The Association of University Technology Managers is making it harder for patent trolls to find their next victim. Patent trolling has increased by 11 percent this year and accounted for more than half of all patent lawsuits, according to the Washington Post.
Patent trolling occurs when someone buys the rights to a patent for the sole purpose of collecting fees from others infringing upon his or her patent. The patent troll doesn’t even use the patent for a good or service, and instead makes money solely from licensing fees.
“When people are talking about patent trolls, what they are talking about is patent aggregators,” said Kelly Sexton, director of the Office of Technology Transfer. “These are companies that will go out and either license or purchase patent rights with no intention of ever commercializing the technology.”

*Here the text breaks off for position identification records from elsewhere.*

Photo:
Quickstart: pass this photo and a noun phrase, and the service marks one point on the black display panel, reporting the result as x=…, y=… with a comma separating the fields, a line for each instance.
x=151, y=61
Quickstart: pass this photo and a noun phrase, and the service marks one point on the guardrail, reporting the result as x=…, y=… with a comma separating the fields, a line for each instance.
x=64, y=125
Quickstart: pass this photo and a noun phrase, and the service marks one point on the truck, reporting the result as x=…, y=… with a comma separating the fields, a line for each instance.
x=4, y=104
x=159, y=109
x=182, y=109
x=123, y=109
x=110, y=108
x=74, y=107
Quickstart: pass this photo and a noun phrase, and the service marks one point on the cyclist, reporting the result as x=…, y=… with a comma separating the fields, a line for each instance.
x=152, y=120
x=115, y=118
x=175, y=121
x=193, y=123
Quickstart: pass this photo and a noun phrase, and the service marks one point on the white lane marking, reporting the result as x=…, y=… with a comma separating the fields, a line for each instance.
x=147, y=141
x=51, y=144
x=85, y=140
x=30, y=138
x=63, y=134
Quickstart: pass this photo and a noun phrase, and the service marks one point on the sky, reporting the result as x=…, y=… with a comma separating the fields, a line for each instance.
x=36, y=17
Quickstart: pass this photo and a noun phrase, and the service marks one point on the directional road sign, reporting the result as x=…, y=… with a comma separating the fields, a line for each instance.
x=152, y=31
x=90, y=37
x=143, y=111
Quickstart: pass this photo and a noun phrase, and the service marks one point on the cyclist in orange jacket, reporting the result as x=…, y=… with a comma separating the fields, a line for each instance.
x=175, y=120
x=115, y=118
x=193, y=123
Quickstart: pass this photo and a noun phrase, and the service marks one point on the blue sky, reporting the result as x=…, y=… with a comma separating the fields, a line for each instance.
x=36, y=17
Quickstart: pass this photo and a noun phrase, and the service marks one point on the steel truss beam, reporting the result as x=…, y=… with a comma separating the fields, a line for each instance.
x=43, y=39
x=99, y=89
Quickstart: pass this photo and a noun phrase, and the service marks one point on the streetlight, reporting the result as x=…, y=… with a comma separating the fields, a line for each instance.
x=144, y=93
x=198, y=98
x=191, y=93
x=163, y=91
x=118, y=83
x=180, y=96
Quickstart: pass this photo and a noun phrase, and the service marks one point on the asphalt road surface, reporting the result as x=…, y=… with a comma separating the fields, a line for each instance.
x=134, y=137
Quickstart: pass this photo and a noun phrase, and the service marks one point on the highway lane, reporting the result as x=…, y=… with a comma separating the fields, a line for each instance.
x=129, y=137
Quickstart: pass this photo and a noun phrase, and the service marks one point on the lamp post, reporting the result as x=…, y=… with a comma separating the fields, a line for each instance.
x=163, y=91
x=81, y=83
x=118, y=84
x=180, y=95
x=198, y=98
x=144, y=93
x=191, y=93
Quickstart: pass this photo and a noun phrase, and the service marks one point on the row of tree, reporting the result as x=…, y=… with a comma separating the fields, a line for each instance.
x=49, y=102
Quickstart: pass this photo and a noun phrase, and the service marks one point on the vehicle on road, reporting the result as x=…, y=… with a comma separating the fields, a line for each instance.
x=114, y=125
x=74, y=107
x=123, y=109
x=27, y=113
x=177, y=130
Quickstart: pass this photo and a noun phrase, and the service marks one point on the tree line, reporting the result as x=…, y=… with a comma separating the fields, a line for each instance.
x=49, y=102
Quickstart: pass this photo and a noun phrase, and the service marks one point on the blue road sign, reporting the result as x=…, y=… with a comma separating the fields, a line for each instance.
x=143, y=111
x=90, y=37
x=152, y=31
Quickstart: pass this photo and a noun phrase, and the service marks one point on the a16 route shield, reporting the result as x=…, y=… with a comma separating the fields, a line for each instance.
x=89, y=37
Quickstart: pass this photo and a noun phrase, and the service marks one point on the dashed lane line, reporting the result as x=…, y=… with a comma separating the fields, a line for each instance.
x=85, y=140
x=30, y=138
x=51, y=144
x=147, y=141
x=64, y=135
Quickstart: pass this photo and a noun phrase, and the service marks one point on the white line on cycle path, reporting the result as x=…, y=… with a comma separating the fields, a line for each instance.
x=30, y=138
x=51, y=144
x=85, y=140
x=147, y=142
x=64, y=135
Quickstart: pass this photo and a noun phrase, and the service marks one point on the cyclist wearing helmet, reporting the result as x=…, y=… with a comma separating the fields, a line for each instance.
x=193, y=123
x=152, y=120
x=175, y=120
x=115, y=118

Fortunately, universities are not targeted by patent trolls.
“Patent trolls don’t come after universities because we are not making or selling product,” Sexton said. “Patent trolls don’t really affect us since we do research, not develop products.”
However, companies that are licensing a product from universities are not as fortunate.
“The University licenses patents to companies,” Sexton said. “Any company, including our licensees and startups, have to be wary of these patent trolls. Patent trolling is a problem across all industries, especially among high tech industries.”
Currently, there have been no patent claims against N.C. State.
“Patent trolls would have to show damages,” Sexton said. “Since N.C. State doesn’t sell any products, there is nothing here for them.”
Universities also have taken measures to make sure a patent they are licensing will not be used for litigation purposes.
“N.C. State, for our part, fully supports the state mandate by AUTM, the Association of University Technology Managers,” Sexton said. “We are required to be mindful of working with a patent aggregator. We want to find a licensee that will use a technology.”
N.C. State only licenses to companies that will actually develop the technology, according to Sexton.
“There is also patent reform legislation,” Sexton said. “Certain aspects of the legislation are aimed at curbing incentives of the patent trolls. We are supporting some of the aspects of the legislation but it’s not perfect.”
One such patent reform legislation, known as the Innovation Act, requires plaintiffs to pay for discovery, which can sometimes cost millions of dollars.
An example of a patent troll is Asure Software, which in 2002 claimed that it owned the patent rights to the JPEG image compression standard.
“What they do plan to do instead is find companies that are infringing those patent rights and require them to license the patent rights at a handsome fee,” Sexton said. “There are times they can even block the selling of very successful commercial products.”
After claiming patent rights to the JPEG format, Asure collected more than $90 million in licensing fees from companies like Adobe and Research In Motion through 31 total lawsuits.
“Think of the smartphone—there are hundreds of patents embedded in these—and companies like Apple are often bombarded with requests and lawsuits from patent trolls,” Sexton said. “What patent trolls do is hold the product at ransom and require a fee from the company that’s selling product.”
Generally, victims of patent trolls settle for very large amounts rather than risk losing a court case, creating incentives for patent aggregators to continue with their litigation.
However, not all patent trolls get away with this practice forever.
One company, known as Soverain Software claimed in 2004 that it owned the rights to the online shopping cart, a feature used by nearly every retailer with a website. It sued more than 50 retail stores and received tens of millions of dollars in settlements. Like most patent troll companies, Soverain never sold a single product.
Every company that Soverain sued, including companies like Macy’s and Home Depot, settled rather than go to trial. Newegg was the only company to battle the case in court.
Although Newegg lost the court battle initially, after appealing the case to the U.S. Court of Appeals, patent claims by Soverain were invalidated. In 2014, Soverain tried to take the case to the Supreme Court but it was thrown out.
“Some aspects of this legislation are useful in blocking patent trolls,” Sexton said. “We are watching it as it goes through and our professional organization AUTM has issued statements regarding this.”